Au Fonds d’entretien routier autonome (FERA), ce sont 26 000 postes qui ont été supprimés. À la Couverture maladie universelle (CMU), 1 300. Le Port autonome de Dakar en a perdu 800. Au total, ce sont 30 633 emplois détruits dans une trentaine de structures publiques et parapubliques sénégalaises.
Ces chiffres figurent dans la liste annexée à une question écrite adressée le 10 août 2026 par le député Mbaye Dione au ministre de la Fonction publique, du Travail et de la Réforme du service public, Mamadou Lamine Dianté. Le parlementaire y interpelle le gouvernement sur des « licenciements massifs » qu’il qualifie de « perçus comme abusifs ».
Parmi les entités citées, on trouve également l’Agence sénégalaise de promotion des exportations (ASEPEX), la société de transport Dakar Dem Dikk, le Grand Théâtre, la LONASE, le FONGIP, ou encore La Poste et la Direction de l’Emploi. La liste égrène des pertes allant de 328 emplois à l’Université du Sine Saloum à 28 à la Caisse des dépôts et consignations.
Dans sa correspondance, Mbaye Dione demande d’abord « quelles mesures concrètes et immédiates » sont envisagées pour la réintégration des travailleurs qu’il estime injustement licenciés. Il réclame aussi des précisions sur les salaires impayés : le nombre exact de travailleurs concernés, le montant global des arriérés et un « calendrier précis et contraignant » pour leur règlement.
Le député s’inquiète également des indemnisations. Il souhaite savoir quelles dispositions ont été prises pour que chaque personne licenciée perçoive sans délai les indemnités légales et, le cas échéant, des dommages et intérêts pour préjudices moral et matériel. Enfin, il plaide pour des mesures d’urgence sociales : cellule de soutien psychosocial, programmes de reconversion et aide à la création d’entreprise.

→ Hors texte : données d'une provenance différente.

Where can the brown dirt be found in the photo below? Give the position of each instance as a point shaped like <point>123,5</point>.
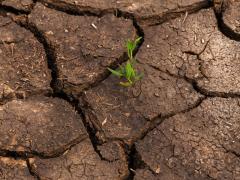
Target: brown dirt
<point>63,116</point>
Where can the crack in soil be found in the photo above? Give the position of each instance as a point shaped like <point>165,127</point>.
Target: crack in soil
<point>57,85</point>
<point>224,29</point>
<point>151,20</point>
<point>134,159</point>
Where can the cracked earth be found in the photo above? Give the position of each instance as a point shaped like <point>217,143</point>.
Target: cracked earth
<point>63,116</point>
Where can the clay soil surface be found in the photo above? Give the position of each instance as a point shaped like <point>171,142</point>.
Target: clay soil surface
<point>63,116</point>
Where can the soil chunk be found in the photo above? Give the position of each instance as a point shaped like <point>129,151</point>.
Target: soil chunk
<point>23,63</point>
<point>84,45</point>
<point>80,162</point>
<point>41,126</point>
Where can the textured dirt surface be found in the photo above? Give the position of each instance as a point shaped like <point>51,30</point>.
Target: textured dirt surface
<point>21,5</point>
<point>40,125</point>
<point>231,18</point>
<point>200,144</point>
<point>14,169</point>
<point>64,116</point>
<point>23,62</point>
<point>81,162</point>
<point>84,46</point>
<point>120,113</point>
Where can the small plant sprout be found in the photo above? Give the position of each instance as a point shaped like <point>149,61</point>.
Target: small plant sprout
<point>128,72</point>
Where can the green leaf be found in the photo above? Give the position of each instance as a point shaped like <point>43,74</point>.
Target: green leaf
<point>126,84</point>
<point>139,76</point>
<point>116,73</point>
<point>122,70</point>
<point>128,70</point>
<point>137,41</point>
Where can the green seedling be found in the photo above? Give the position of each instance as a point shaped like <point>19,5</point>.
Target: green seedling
<point>128,72</point>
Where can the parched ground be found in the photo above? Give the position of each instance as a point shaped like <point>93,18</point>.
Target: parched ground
<point>63,116</point>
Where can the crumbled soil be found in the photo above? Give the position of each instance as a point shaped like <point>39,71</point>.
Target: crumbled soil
<point>64,116</point>
<point>18,5</point>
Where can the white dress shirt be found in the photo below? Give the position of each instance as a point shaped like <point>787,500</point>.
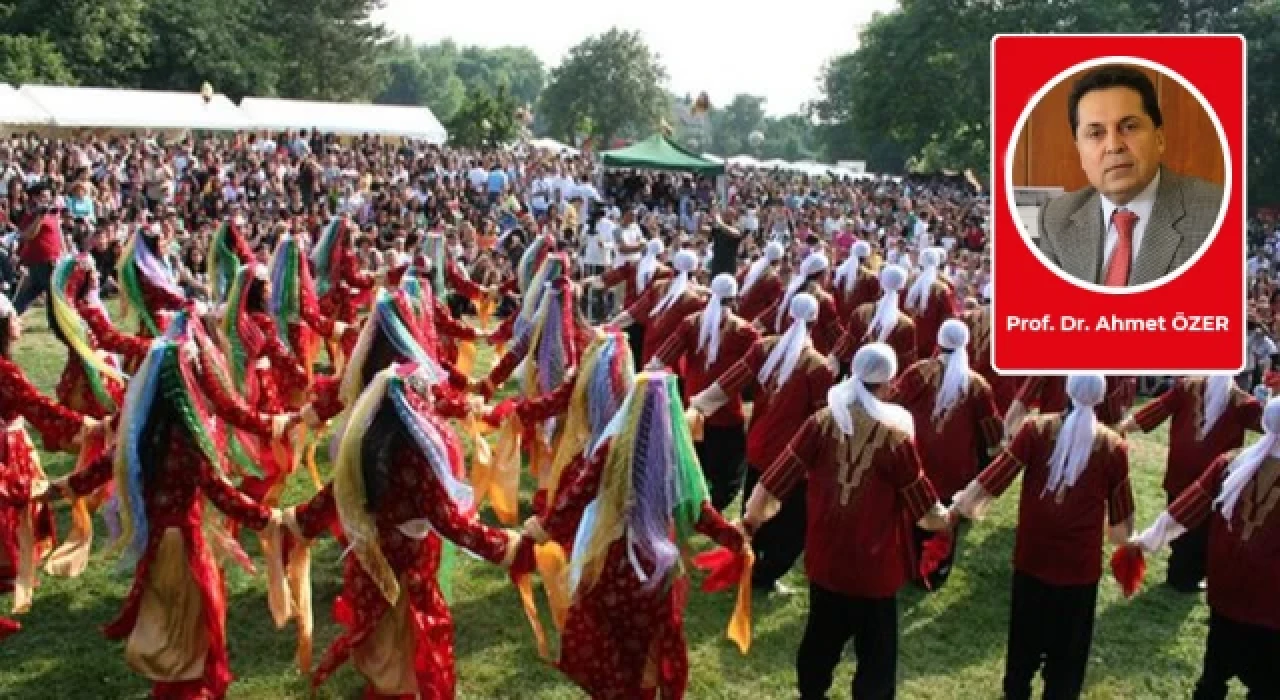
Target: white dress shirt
<point>1142,205</point>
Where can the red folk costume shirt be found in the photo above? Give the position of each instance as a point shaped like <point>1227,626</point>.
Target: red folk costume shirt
<point>952,445</point>
<point>737,338</point>
<point>865,289</point>
<point>1048,393</point>
<point>864,492</point>
<point>1060,534</point>
<point>1004,387</point>
<point>778,411</point>
<point>73,388</point>
<point>940,305</point>
<point>1188,454</point>
<point>1244,553</point>
<point>659,325</point>
<point>858,334</point>
<point>617,627</point>
<point>412,493</point>
<point>826,332</point>
<point>766,292</point>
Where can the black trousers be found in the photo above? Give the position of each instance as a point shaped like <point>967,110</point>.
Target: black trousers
<point>722,453</point>
<point>635,338</point>
<point>1188,559</point>
<point>780,541</point>
<point>32,287</point>
<point>1051,626</point>
<point>1239,650</point>
<point>833,618</point>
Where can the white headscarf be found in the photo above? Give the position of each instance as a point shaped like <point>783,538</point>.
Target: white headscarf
<point>723,287</point>
<point>892,279</point>
<point>773,252</point>
<point>684,262</point>
<point>812,265</point>
<point>1217,389</point>
<point>846,274</point>
<point>873,364</point>
<point>1075,439</point>
<point>954,335</point>
<point>648,264</point>
<point>1244,467</point>
<point>786,353</point>
<point>918,297</point>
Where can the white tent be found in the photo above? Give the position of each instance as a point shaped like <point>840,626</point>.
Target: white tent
<point>133,109</point>
<point>339,118</point>
<point>17,109</point>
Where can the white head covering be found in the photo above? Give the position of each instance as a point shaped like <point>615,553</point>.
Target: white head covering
<point>1075,439</point>
<point>1217,388</point>
<point>918,297</point>
<point>648,264</point>
<point>684,262</point>
<point>1244,467</point>
<point>723,287</point>
<point>954,335</point>
<point>846,274</point>
<point>892,279</point>
<point>786,353</point>
<point>812,265</point>
<point>873,364</point>
<point>773,252</point>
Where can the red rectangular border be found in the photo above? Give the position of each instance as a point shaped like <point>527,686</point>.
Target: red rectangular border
<point>1214,286</point>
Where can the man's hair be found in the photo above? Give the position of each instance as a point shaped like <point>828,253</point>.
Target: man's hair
<point>1114,76</point>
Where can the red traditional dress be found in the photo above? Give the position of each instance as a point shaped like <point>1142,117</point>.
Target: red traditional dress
<point>826,332</point>
<point>903,338</point>
<point>624,640</point>
<point>174,616</point>
<point>379,631</point>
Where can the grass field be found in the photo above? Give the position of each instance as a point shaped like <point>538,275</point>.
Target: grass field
<point>951,646</point>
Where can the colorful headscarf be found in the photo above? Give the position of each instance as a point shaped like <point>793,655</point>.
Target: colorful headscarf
<point>650,483</point>
<point>222,262</point>
<point>328,250</point>
<point>138,264</point>
<point>69,274</point>
<point>408,390</point>
<point>167,374</point>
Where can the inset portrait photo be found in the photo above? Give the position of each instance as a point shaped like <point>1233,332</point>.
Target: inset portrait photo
<point>1124,168</point>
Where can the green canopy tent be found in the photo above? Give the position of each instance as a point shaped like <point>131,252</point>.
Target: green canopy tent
<point>659,152</point>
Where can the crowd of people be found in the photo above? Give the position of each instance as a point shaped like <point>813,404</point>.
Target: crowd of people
<point>295,286</point>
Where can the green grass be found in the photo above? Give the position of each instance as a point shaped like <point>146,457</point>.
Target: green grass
<point>952,644</point>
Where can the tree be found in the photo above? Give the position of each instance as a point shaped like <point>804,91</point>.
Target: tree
<point>103,42</point>
<point>216,41</point>
<point>484,119</point>
<point>24,59</point>
<point>608,83</point>
<point>328,47</point>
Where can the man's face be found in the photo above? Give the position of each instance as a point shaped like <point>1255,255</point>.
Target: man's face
<point>1119,145</point>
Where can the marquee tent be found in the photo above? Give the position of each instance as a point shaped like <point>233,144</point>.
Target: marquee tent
<point>346,119</point>
<point>108,108</point>
<point>658,152</point>
<point>17,109</point>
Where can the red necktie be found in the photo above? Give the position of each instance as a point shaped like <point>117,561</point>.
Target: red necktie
<point>1118,269</point>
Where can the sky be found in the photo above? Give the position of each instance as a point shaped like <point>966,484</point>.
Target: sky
<point>714,46</point>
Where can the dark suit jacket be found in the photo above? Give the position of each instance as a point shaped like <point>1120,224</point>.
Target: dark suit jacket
<point>1073,232</point>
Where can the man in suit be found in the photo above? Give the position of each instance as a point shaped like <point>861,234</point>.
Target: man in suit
<point>1137,222</point>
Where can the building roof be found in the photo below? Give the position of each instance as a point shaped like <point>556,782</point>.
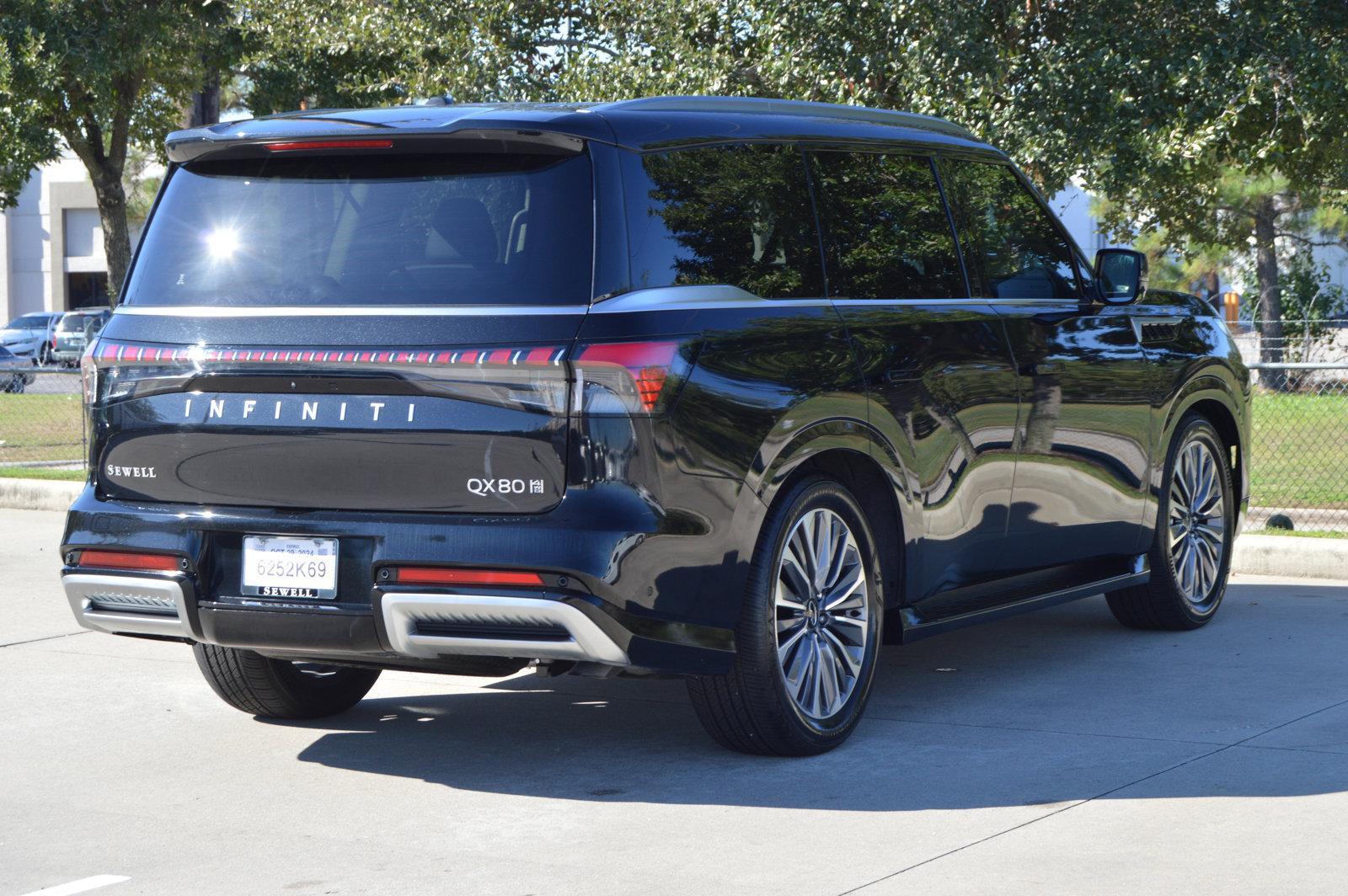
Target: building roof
<point>642,125</point>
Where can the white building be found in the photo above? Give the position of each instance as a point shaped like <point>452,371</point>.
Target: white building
<point>51,255</point>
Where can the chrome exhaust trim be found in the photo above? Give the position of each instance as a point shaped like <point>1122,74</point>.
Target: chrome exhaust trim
<point>583,639</point>
<point>128,605</point>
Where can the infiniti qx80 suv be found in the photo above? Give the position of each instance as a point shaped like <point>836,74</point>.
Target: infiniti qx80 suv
<point>730,390</point>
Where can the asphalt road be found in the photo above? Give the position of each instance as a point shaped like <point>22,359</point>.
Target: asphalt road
<point>1053,754</point>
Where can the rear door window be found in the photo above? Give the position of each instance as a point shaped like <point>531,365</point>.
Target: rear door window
<point>451,228</point>
<point>1011,247</point>
<point>736,215</point>
<point>886,228</point>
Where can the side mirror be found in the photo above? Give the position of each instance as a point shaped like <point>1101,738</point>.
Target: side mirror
<point>1122,275</point>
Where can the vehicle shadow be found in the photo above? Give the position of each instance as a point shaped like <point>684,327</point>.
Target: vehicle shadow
<point>1057,707</point>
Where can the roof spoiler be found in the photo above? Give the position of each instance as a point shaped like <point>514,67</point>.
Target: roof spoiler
<point>341,139</point>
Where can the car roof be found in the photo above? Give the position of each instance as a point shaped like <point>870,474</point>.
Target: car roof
<point>649,123</point>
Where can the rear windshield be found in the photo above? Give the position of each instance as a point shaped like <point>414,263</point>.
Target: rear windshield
<point>399,229</point>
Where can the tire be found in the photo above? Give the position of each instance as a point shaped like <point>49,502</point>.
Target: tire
<point>1183,596</point>
<point>280,689</point>
<point>752,709</point>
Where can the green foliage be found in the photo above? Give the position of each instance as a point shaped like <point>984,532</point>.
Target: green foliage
<point>1190,115</point>
<point>1309,302</point>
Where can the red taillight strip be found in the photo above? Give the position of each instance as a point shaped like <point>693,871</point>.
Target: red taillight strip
<point>127,561</point>
<point>126,354</point>
<point>441,576</point>
<point>329,145</point>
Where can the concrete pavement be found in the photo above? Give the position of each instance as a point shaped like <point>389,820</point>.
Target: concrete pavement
<point>1051,754</point>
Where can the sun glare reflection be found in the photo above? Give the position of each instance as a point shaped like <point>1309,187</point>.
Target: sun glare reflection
<point>222,243</point>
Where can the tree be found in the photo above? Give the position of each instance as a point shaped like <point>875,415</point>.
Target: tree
<point>96,77</point>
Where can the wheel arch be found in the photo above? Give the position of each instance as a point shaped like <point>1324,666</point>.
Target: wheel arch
<point>853,467</point>
<point>1222,406</point>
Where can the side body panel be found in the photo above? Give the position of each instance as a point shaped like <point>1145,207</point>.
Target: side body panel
<point>1084,437</point>
<point>944,402</point>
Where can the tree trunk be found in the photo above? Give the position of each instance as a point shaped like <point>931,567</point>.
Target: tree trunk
<point>206,105</point>
<point>1270,294</point>
<point>116,237</point>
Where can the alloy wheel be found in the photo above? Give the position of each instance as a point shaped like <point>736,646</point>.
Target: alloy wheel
<point>1197,522</point>
<point>822,613</point>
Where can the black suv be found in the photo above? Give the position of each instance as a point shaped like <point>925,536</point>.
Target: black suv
<point>732,390</point>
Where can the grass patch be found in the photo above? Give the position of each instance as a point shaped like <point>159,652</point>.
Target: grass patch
<point>1300,532</point>
<point>40,428</point>
<point>42,473</point>
<point>1298,455</point>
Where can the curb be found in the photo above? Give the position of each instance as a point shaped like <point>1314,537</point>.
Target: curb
<point>1291,556</point>
<point>38,495</point>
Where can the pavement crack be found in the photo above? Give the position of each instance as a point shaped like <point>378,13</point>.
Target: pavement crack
<point>1048,731</point>
<point>49,637</point>
<point>1091,799</point>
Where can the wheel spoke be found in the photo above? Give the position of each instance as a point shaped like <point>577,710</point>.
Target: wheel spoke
<point>822,608</point>
<point>844,653</point>
<point>849,585</point>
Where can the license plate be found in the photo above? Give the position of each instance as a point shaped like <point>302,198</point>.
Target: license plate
<point>290,566</point>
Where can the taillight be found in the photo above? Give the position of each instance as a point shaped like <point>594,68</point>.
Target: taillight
<point>630,377</point>
<point>127,561</point>
<point>89,375</point>
<point>442,576</point>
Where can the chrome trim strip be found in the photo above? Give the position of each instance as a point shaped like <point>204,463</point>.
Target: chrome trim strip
<point>693,298</point>
<point>1141,321</point>
<point>343,310</point>
<point>402,612</point>
<point>84,588</point>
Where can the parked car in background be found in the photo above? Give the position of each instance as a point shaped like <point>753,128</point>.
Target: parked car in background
<point>29,336</point>
<point>73,332</point>
<point>721,388</point>
<point>13,376</point>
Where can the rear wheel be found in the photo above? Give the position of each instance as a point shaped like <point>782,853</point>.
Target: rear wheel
<point>809,632</point>
<point>281,689</point>
<point>1190,556</point>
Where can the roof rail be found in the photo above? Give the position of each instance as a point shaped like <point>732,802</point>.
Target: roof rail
<point>790,107</point>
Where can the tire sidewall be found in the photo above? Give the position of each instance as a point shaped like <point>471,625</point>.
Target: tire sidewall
<point>1196,428</point>
<point>809,496</point>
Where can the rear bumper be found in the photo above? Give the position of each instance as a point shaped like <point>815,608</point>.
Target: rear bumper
<point>418,626</point>
<point>130,604</point>
<point>611,595</point>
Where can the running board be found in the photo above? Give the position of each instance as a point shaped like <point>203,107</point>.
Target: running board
<point>916,630</point>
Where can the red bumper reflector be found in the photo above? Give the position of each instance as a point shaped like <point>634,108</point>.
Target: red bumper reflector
<point>329,145</point>
<point>128,561</point>
<point>440,576</point>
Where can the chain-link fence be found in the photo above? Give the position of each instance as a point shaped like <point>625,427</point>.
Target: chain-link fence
<point>40,422</point>
<point>1298,455</point>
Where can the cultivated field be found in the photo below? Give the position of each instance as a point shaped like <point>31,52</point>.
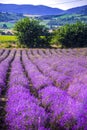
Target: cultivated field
<point>43,89</point>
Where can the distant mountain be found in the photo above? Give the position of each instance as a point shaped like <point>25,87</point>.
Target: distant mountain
<point>78,10</point>
<point>30,9</point>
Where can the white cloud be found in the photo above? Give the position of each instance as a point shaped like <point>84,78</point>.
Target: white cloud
<point>53,3</point>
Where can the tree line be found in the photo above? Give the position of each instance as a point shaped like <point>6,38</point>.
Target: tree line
<point>34,35</point>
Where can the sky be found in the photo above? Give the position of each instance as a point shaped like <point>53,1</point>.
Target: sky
<point>62,4</point>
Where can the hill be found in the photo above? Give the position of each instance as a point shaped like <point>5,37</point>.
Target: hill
<point>78,10</point>
<point>29,9</point>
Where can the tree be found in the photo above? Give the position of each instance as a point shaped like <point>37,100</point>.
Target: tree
<point>71,35</point>
<point>31,33</point>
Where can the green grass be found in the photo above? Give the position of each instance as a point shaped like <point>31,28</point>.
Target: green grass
<point>9,25</point>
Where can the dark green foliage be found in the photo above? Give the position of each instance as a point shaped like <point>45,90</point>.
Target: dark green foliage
<point>31,33</point>
<point>5,17</point>
<point>71,35</point>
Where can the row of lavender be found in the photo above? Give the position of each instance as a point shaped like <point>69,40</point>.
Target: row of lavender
<point>5,60</point>
<point>23,109</point>
<point>47,89</point>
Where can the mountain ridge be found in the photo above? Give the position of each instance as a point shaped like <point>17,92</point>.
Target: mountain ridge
<point>29,9</point>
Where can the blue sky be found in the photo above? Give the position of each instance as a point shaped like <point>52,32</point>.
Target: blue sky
<point>62,4</point>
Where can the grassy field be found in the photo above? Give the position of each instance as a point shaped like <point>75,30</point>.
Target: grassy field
<point>9,24</point>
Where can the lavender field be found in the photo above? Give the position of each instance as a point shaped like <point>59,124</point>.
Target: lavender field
<point>43,89</point>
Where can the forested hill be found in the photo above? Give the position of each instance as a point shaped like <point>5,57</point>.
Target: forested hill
<point>29,9</point>
<point>5,17</point>
<point>78,10</point>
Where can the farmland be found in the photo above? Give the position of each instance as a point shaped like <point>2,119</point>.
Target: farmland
<point>43,89</point>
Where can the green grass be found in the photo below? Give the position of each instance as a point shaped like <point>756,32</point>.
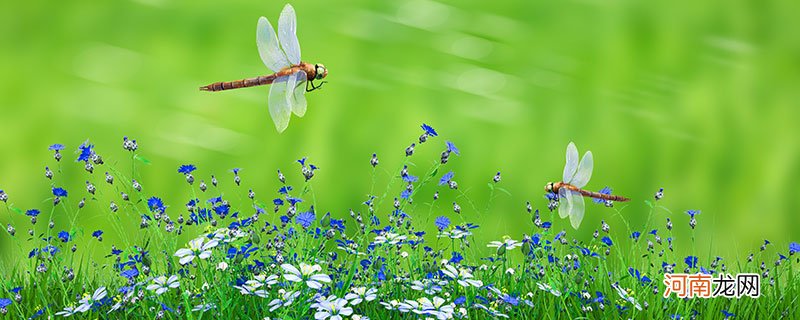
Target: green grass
<point>573,268</point>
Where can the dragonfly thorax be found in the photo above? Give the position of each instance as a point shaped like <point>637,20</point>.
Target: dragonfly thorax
<point>320,70</point>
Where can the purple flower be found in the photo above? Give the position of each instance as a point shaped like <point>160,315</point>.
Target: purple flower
<point>691,261</point>
<point>429,130</point>
<point>452,148</point>
<point>85,151</point>
<point>305,219</point>
<point>59,192</point>
<point>446,178</point>
<point>64,236</point>
<point>442,223</point>
<point>156,205</point>
<point>794,247</point>
<point>186,168</point>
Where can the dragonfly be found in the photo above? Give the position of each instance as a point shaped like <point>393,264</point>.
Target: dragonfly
<point>281,54</point>
<point>570,194</point>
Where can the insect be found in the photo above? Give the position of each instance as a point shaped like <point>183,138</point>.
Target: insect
<point>570,194</point>
<point>286,94</point>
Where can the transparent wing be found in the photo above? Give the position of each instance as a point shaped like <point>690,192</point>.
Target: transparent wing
<point>297,96</point>
<point>572,162</point>
<point>584,172</point>
<point>268,48</point>
<point>287,33</point>
<point>279,107</point>
<point>576,208</point>
<point>564,204</point>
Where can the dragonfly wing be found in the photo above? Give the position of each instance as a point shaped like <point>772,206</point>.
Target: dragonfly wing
<point>279,107</point>
<point>287,33</point>
<point>572,162</point>
<point>584,172</point>
<point>268,48</point>
<point>576,208</point>
<point>564,203</point>
<point>297,93</point>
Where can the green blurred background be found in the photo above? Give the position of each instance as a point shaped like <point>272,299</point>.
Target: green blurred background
<point>697,97</point>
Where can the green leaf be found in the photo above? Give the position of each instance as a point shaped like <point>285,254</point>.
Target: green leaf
<point>142,159</point>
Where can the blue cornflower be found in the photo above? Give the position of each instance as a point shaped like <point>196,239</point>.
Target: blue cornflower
<point>59,192</point>
<point>85,151</point>
<point>606,190</point>
<point>728,314</point>
<point>691,261</point>
<point>186,168</point>
<point>456,258</point>
<point>64,236</point>
<point>452,148</point>
<point>305,219</point>
<point>442,223</point>
<point>794,247</point>
<point>446,178</point>
<point>429,130</point>
<point>156,205</point>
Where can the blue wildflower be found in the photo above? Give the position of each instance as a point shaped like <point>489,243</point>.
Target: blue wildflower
<point>64,236</point>
<point>442,223</point>
<point>59,192</point>
<point>794,247</point>
<point>446,178</point>
<point>429,130</point>
<point>305,219</point>
<point>691,261</point>
<point>156,205</point>
<point>85,151</point>
<point>186,168</point>
<point>606,190</point>
<point>452,148</point>
<point>727,314</point>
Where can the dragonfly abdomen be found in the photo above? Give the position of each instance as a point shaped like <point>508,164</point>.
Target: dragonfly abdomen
<point>597,195</point>
<point>236,84</point>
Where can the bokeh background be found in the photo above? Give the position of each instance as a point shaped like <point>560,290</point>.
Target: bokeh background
<point>699,98</point>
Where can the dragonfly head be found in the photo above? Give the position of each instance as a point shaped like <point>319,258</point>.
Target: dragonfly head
<point>321,71</point>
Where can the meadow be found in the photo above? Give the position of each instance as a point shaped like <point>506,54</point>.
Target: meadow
<point>226,252</point>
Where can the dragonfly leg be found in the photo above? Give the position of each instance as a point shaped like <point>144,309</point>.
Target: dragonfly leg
<point>313,87</point>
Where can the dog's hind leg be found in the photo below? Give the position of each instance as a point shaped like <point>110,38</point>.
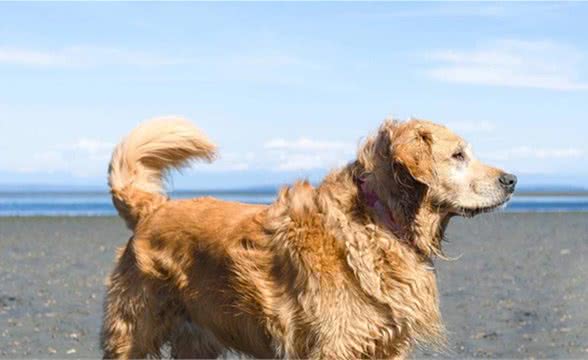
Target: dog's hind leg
<point>189,341</point>
<point>138,313</point>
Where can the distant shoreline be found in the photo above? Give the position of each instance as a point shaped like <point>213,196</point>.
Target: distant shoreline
<point>184,193</point>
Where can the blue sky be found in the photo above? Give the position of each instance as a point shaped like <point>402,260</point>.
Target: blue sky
<point>287,90</point>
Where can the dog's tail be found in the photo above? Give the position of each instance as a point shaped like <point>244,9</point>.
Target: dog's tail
<point>141,161</point>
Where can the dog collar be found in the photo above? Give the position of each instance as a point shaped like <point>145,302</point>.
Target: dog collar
<point>384,214</point>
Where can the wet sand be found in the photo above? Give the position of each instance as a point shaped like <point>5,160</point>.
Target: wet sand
<point>519,289</point>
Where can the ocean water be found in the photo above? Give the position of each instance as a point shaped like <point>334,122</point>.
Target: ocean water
<point>55,203</point>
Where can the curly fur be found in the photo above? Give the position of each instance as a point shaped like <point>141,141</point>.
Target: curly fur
<point>316,274</point>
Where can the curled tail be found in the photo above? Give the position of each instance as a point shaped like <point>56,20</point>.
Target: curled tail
<point>141,161</point>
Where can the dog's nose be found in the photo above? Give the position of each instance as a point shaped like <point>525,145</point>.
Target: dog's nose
<point>508,181</point>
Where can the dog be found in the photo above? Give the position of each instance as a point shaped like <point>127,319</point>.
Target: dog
<point>341,270</point>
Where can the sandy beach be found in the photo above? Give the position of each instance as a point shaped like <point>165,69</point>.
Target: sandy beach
<point>518,290</point>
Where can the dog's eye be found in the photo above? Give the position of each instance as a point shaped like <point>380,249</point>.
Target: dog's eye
<point>458,155</point>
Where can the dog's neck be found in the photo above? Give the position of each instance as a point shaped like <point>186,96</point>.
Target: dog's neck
<point>397,205</point>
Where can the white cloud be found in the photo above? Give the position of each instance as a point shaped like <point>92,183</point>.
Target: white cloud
<point>83,158</point>
<point>471,126</point>
<point>512,63</point>
<point>304,144</point>
<point>82,56</point>
<point>91,146</point>
<point>94,56</point>
<point>528,152</point>
<point>306,154</point>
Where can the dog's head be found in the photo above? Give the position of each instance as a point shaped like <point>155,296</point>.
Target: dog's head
<point>455,181</point>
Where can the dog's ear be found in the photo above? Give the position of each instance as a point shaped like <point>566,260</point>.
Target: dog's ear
<point>411,148</point>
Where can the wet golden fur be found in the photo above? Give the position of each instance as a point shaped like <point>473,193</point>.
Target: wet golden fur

Cette interpellation survient alors que, le 29 juillet dernier, la Société nationale des habitations à loyer modéré (SNHLM) a officiellement réintégré neuf cadres précédemment licenciés, sur instruction de l’autorité de tutelle. Une décision intervenue après une semaine de tensions et de contestations syndicales.
Les 30 633 emplois perdus au Sénégal, selon le décompte annexé par le député, font du FERA la structure la plus touchée, avec 26 000 postes supprimés. Le reste se répartit entre des dizaines d’organismes. Dakaractu a rapporté l’intégralité de cette question écrite dans son édition du jour.